Walmart: Too Big to Obey the Law?

In an op-ed published on The Huffington Post, AFL-CIO President Richard Trumka asks “Is Wal-Mart Too Big, Powerful, Influential to Obey the Law?,” following a New York Times article revealing “credible evidence that bribery played a persistent and significant role in Wal-Mart’s rapid growth in Mexico.”

“Nothing like this has happened since the collapse of Enron and WorldCom in 2002,” wrote Trumka. “And in the days since the Times story appeared, the Washington Post has reported that Wal-Mart has participated in an aggressive lobbying campaign to weaken the Foreign Corrupt Practices Act which makes bribing foreign officials a crime.

“Wal-Mart has gotten away with violating our labor laws en masse for decades. Will they be able to similarly ignore our criminal laws and get away with it?”

Trumka says the Wal-Mart story provides three key lessons, one of which includes the “tragic folly” of the North American Free Trade Agreement (NAFTA).
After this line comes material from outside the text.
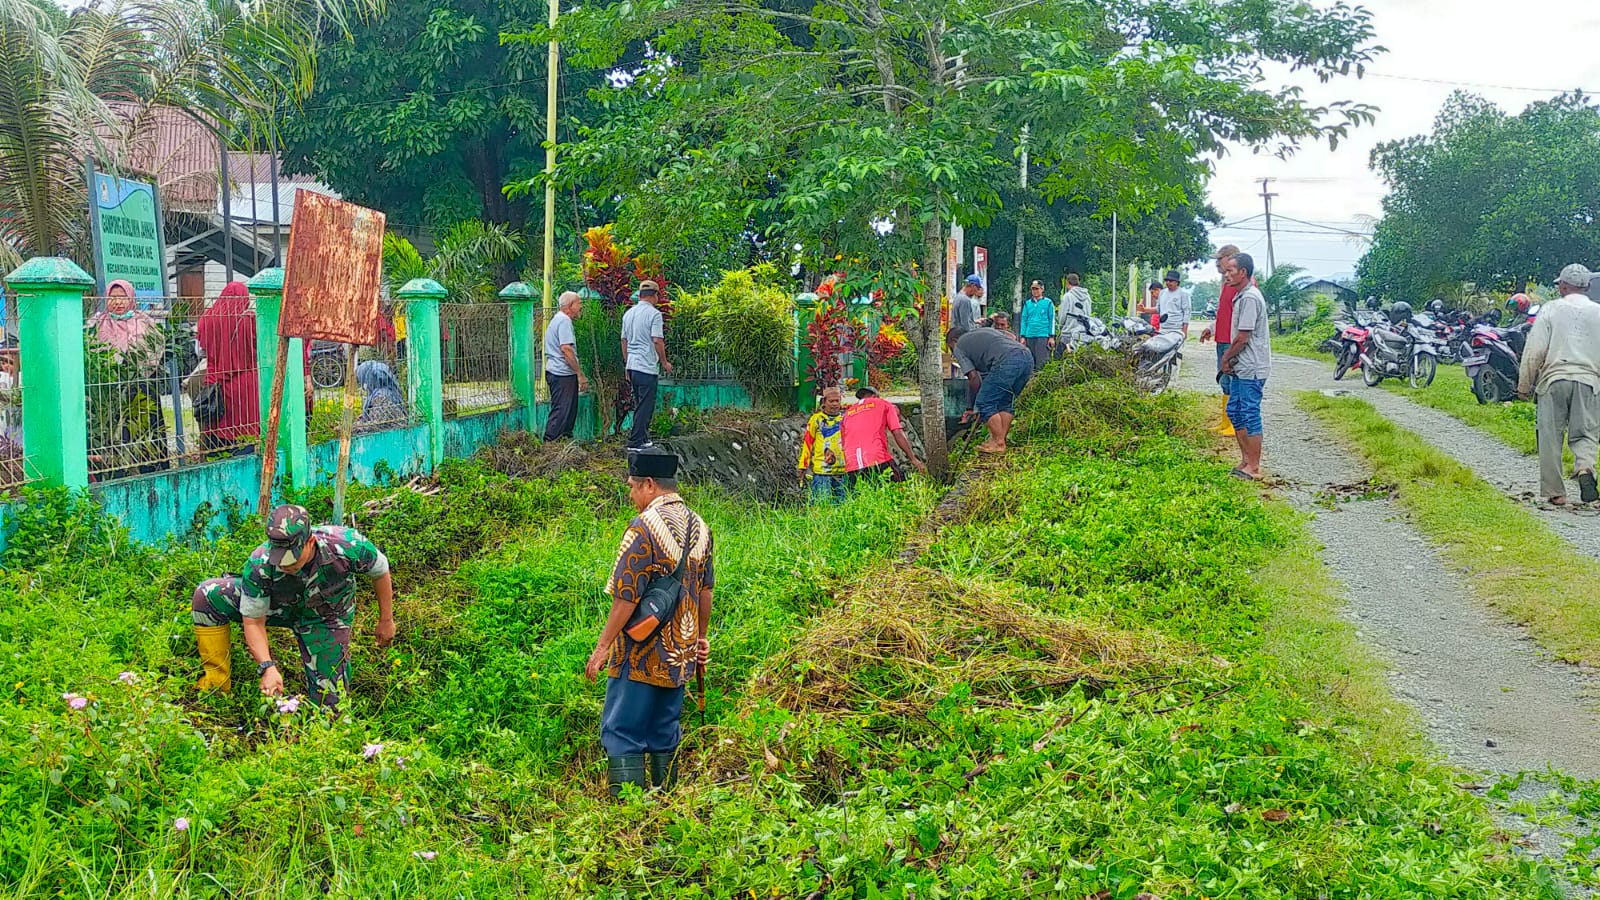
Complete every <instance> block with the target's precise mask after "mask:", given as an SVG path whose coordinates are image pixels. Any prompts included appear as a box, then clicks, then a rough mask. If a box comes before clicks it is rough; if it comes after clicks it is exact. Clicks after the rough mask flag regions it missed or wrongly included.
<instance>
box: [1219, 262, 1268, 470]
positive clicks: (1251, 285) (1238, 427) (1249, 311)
mask: <svg viewBox="0 0 1600 900" xmlns="http://www.w3.org/2000/svg"><path fill="white" fill-rule="evenodd" d="M1254 275H1256V261H1254V259H1251V256H1250V255H1248V253H1237V255H1234V256H1230V258H1229V259H1226V261H1224V263H1222V282H1224V283H1227V285H1232V287H1234V322H1232V325H1230V331H1232V335H1230V336H1232V341H1230V343H1229V344H1227V352H1226V354H1222V360H1221V362H1219V364H1218V365H1219V367H1221V368H1222V372H1224V373H1227V375H1232V376H1234V378H1232V384H1230V386H1229V389H1230V391H1232V392H1230V394H1229V397H1227V418H1229V420H1230V421H1232V423H1234V439H1235V440H1238V455H1240V458H1242V461H1240V464H1238V468H1237V469H1234V477H1238V479H1248V480H1261V444H1262V431H1264V429H1262V424H1261V396H1262V392H1266V388H1267V375H1270V372H1272V340H1270V335H1269V333H1267V301H1266V298H1264V296H1261V288H1258V287H1256V285H1254V282H1251V279H1253V277H1254Z"/></svg>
“When NAFTA was passed in 1994, many in Mexico hoped NAFTA would lead to their country shedding a legacy of public corruption and becoming more like the United States in terms of rule of law,” said Trumka. “This expectation was right in that it flowed from an understanding that a free trade agreement means economic and legal integration. But it naively assumed that rule of law would win out. Instead, NAFTA has been a race to the bottom in every respect — including rule of law. U.S. firms like Wal-Mart did not want a North America where the rule of law applied to big corporations — they wanted a legal system that was for sale both in Mexico and the United States. And so far that’s what it appears they got.”